Mike Barton makes the point that crime is nowadays often an inherited family business. He says: "When I started locking up the sons and grandsons of the first burglars I had put away, I started to think this is a fool's errand. All we are doing is regurgitating the same families to inflict further pain on future generations of victims. Well, that isn't want [Sir Robert] Peel wanted us to do."
Barton says the police's job is not just to catch criminals but to stop them committing the crime in the first place. Well, yes, up to a point, but this is not just the job of the police. It's the job of wider society. Early intervention is absolutely vital, which is why SureStart centres and the government's Troubled Families Initiative have been so vital. Most children are not born evil, but they may be born into criminal families. Some will be strong enough to react against the lifestyle, but more often than not, they fall into a life of crime through no fault of their own. It really can be an accident of birth.
Durham Police has pioneered an innovative new scheme called Checkpoint, which offers some criminals the opportunity to avoid prosecution if they agree to work with professionals to stay on the straight and narrow. OK, it all sounds a bit lily-livered and liberal, but we should always judge these things by the results they achieve.

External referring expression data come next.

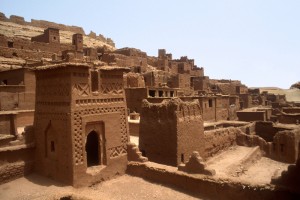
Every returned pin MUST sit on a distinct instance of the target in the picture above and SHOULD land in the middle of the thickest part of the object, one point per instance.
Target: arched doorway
(92, 149)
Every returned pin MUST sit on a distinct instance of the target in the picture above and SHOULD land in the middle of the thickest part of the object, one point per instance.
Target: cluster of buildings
(74, 102)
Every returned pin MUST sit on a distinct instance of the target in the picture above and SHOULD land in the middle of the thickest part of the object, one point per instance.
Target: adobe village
(79, 112)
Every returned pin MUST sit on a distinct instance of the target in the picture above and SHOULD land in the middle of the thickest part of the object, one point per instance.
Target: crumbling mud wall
(206, 187)
(17, 156)
(170, 131)
(219, 139)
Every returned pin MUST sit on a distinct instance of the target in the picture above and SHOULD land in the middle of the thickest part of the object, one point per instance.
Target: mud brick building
(80, 122)
(17, 89)
(170, 131)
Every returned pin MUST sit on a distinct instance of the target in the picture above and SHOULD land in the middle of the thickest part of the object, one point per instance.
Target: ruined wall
(179, 81)
(170, 131)
(208, 106)
(18, 91)
(17, 159)
(75, 106)
(293, 118)
(218, 140)
(266, 130)
(132, 80)
(7, 124)
(204, 187)
(251, 116)
(291, 110)
(286, 146)
(134, 97)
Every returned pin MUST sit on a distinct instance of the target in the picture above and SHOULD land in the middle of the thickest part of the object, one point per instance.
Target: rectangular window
(10, 44)
(52, 148)
(95, 81)
(281, 148)
(172, 93)
(160, 93)
(210, 103)
(182, 158)
(152, 93)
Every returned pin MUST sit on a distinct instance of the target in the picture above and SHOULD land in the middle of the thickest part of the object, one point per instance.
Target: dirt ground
(123, 187)
(259, 172)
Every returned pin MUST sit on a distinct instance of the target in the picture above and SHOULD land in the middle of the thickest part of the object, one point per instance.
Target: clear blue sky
(255, 41)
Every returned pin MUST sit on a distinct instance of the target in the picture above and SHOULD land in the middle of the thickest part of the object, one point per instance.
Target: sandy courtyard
(123, 187)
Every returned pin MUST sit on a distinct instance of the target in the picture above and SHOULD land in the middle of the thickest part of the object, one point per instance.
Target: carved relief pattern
(54, 116)
(81, 89)
(78, 133)
(112, 88)
(54, 88)
(84, 102)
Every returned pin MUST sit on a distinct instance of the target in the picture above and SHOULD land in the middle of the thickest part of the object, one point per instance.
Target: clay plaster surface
(124, 187)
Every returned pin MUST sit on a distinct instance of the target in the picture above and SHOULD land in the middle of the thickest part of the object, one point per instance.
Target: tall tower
(80, 122)
(77, 40)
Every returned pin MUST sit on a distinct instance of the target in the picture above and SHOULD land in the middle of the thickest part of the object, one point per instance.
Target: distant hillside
(291, 94)
(16, 26)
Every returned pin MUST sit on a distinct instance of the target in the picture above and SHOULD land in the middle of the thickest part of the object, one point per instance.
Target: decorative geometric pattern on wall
(112, 88)
(79, 148)
(81, 89)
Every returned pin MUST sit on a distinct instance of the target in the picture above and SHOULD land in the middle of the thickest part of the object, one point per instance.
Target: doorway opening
(92, 149)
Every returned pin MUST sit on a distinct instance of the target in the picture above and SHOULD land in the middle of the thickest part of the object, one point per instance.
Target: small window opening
(52, 147)
(10, 44)
(160, 93)
(143, 153)
(152, 93)
(210, 103)
(172, 93)
(95, 81)
(281, 147)
(182, 158)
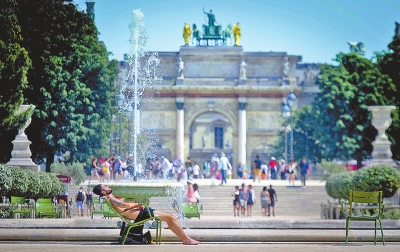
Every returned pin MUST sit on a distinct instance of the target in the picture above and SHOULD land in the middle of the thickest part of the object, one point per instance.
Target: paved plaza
(204, 247)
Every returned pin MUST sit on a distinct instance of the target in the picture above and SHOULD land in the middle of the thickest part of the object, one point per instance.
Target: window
(219, 137)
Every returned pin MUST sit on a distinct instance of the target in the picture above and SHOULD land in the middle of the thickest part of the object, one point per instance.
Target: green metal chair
(130, 224)
(46, 209)
(191, 210)
(364, 197)
(20, 206)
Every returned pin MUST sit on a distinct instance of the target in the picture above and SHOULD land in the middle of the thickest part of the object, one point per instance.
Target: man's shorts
(79, 205)
(243, 203)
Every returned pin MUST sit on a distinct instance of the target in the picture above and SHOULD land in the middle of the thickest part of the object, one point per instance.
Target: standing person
(190, 192)
(188, 168)
(264, 171)
(129, 165)
(303, 171)
(196, 170)
(80, 198)
(274, 198)
(165, 167)
(257, 169)
(291, 172)
(283, 169)
(223, 166)
(240, 170)
(273, 167)
(89, 202)
(117, 168)
(251, 200)
(135, 211)
(94, 170)
(243, 200)
(265, 199)
(236, 201)
(196, 192)
(207, 169)
(177, 165)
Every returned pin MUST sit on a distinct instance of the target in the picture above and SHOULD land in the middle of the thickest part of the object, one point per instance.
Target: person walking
(274, 198)
(291, 172)
(273, 167)
(251, 200)
(257, 169)
(89, 202)
(236, 201)
(196, 192)
(94, 170)
(243, 200)
(303, 170)
(265, 199)
(196, 170)
(224, 165)
(80, 199)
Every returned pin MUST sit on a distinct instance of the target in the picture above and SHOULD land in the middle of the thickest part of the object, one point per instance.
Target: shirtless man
(132, 211)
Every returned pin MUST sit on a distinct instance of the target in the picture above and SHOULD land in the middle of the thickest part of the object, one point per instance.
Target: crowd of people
(245, 198)
(279, 170)
(218, 169)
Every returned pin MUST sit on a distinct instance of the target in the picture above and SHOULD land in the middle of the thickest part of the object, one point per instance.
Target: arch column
(180, 126)
(242, 127)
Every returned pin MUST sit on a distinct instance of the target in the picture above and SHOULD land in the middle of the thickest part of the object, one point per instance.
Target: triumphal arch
(216, 97)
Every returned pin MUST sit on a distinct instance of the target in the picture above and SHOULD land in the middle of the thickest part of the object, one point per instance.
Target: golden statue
(186, 33)
(236, 33)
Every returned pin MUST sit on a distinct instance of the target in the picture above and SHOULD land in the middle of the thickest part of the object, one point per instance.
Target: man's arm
(127, 205)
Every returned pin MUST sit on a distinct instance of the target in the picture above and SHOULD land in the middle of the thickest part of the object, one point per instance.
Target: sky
(317, 30)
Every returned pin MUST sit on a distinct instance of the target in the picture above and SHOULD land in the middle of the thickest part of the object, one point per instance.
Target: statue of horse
(357, 47)
(196, 35)
(226, 34)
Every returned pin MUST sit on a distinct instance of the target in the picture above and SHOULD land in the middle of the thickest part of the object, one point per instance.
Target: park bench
(46, 209)
(191, 210)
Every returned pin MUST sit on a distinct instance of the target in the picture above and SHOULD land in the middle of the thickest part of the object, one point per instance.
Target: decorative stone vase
(381, 120)
(21, 154)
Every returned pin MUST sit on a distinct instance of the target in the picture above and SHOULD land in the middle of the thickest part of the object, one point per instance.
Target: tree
(342, 106)
(71, 80)
(389, 63)
(14, 66)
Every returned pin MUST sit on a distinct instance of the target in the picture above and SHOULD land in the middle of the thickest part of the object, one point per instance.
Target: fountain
(381, 120)
(142, 71)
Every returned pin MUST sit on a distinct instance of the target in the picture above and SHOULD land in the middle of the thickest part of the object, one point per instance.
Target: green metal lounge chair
(364, 197)
(131, 224)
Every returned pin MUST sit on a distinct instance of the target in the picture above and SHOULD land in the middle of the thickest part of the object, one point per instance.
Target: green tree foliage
(71, 80)
(389, 62)
(340, 110)
(374, 178)
(14, 66)
(15, 181)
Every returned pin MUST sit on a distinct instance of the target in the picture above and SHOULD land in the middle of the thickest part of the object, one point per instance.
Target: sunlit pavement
(204, 247)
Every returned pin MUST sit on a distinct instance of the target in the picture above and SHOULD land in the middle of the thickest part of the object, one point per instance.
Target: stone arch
(191, 115)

All the evidence is that people who've gone through the scheme are 20pc less likely to reoffend.
Short prison sentences do not work. It costs more to keep someone in prison for a year than it does to pay Eton school fees for 12 months. It splits up families with all the consequences of that, both in the short term and long term. There must be other ways of punishing people, rather than sending them to prison for six months or a year.
Let's finish with some good news. The prison population has decreased by 3pc in the last year. The number of prisoners serving shorter sentences is on the decline. The number of people serving longer sentences is on the increase. And yes, that is good news. Serious offences should indeed attract longer sentences.